Reproducing the crash

Using a basic pipeline config to open gelf input and output events to a file:

input {
    gelf {
        port => 44384
        use_udp => true
        remap => false
        strip_leading_underscore => true
        tags => ["test-gelf"]
    }
}

output {
    file {
        path => "test.log"
        codec => "json_lines"
    }
}

then testing Logstash 8.3.3 with both logstash-input-gelf version 3.3.0 and 3.3.1.

./bin/logstash-plugin install --version 3.3.0 logstash-input-gelf or ./bin/logstash-plugin install --version 3.3.1 logstash-input-gelf

A script to send a test event at the gelf input:

read -r -d '' gelf_message <<EOF
{
  "version": "1.0",
  "timestamp": 1.660873462488E13
}
EOF

#1.660873462488E12 - no crash but very far future year/date
#1.660873462488E13 - negative exponent error in 3.3.1 but not in 3.3.0
#16608734624880 - alternative representation of the E13 exponent value which avoids the crash in both plugin versions

echo Plain
echo -----
echo -n "${gelf_message}"
echo ==============
echo
echo

echo Send
echo ----
echo  "${gelf_message}"| gzip -c -f - | nc -w 1 -u localhost 44384 
echo ==============
echo
echo

A timestamp value of 1.660873462488E13 crashes the 3.3.1 version of the plugin, but not the 3.3.0 version using the previous code commit which is able to ingest the timestamp without issue:

{"version":"1.0","tags":["test-gelf"],"@timestamp":"+528279-11-06T19:48:00Z","@version":"1","source_host":"127.0.0.1"}

Also interesting to note is the equivalent non-exponent version of the same value 16608734624880 doesn't reproduce the crash in either version of the plugin and produces the same event above.

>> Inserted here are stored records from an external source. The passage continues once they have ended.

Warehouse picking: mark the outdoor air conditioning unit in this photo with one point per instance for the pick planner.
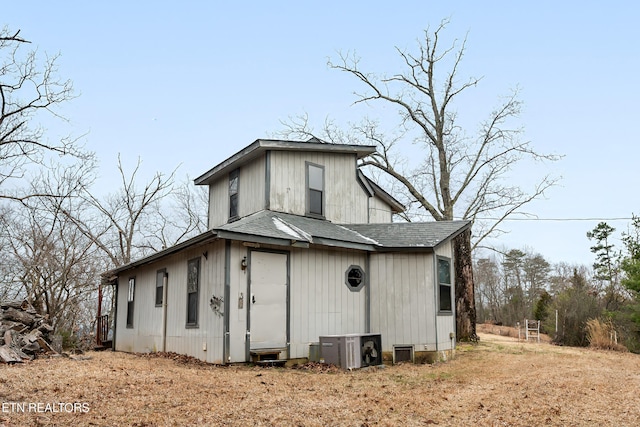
(351, 351)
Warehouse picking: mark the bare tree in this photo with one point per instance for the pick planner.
(120, 223)
(461, 177)
(54, 266)
(29, 88)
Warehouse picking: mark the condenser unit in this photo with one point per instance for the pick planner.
(351, 351)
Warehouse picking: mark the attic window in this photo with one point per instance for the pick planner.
(315, 190)
(354, 278)
(234, 182)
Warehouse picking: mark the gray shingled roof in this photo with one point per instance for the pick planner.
(278, 225)
(412, 235)
(286, 229)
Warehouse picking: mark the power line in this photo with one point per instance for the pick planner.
(558, 219)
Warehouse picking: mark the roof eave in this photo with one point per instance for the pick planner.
(199, 239)
(260, 146)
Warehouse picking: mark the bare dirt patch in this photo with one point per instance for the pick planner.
(488, 384)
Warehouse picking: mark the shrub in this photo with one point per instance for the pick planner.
(602, 335)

Do we just need more guards around the input value for timestamp to avoid this crash and discard+log the event with the unparsable timestamp value? Or expose these as options in the plugin to allow a user to decide what to do with values like this and allow them through somehow but tagged as unparsable for processing later?

Or is there a safer way to parse these types of exponent values into the non-exponent values that seem to be easily consumed?

bataya0 commented 2 years ago

I was able to reproduce the issue running a v8.2.0 logstash using the example GELF input string { "version": "1.0", "timestamp": 1.660873462488E13 } and logstash crashed.

I then manually copied the two lines from the above fix/commit and applied to my test machine (manually updated the gelf.rb file line 246 ) and started logstash v8.2.0 and sent in the string { "version": "1.0", "timestamp": 1.660873462488E13 } and logstash DID NOT crash and ran as expected and data arrived as expected.

I then repeated this on the current latest logstash available version ( 8.3.3 )

I was able to reproduce the issue running a v8.3.3 logstash using the example GELF input string { "version": "1.0", "timestamp": 1.660873462488E13 } and logstash crashed.

I then manually copied the two lines from the above fix/commit and applied to my test machine (manually updated the gelf.rb file line 246 ) and started logstash v8.3.3 and sent in the string { "version": "1.0", "timestamp": 1.660873462488E13 } and logstash DID NOT crash and ran as expected and data arrived as expected.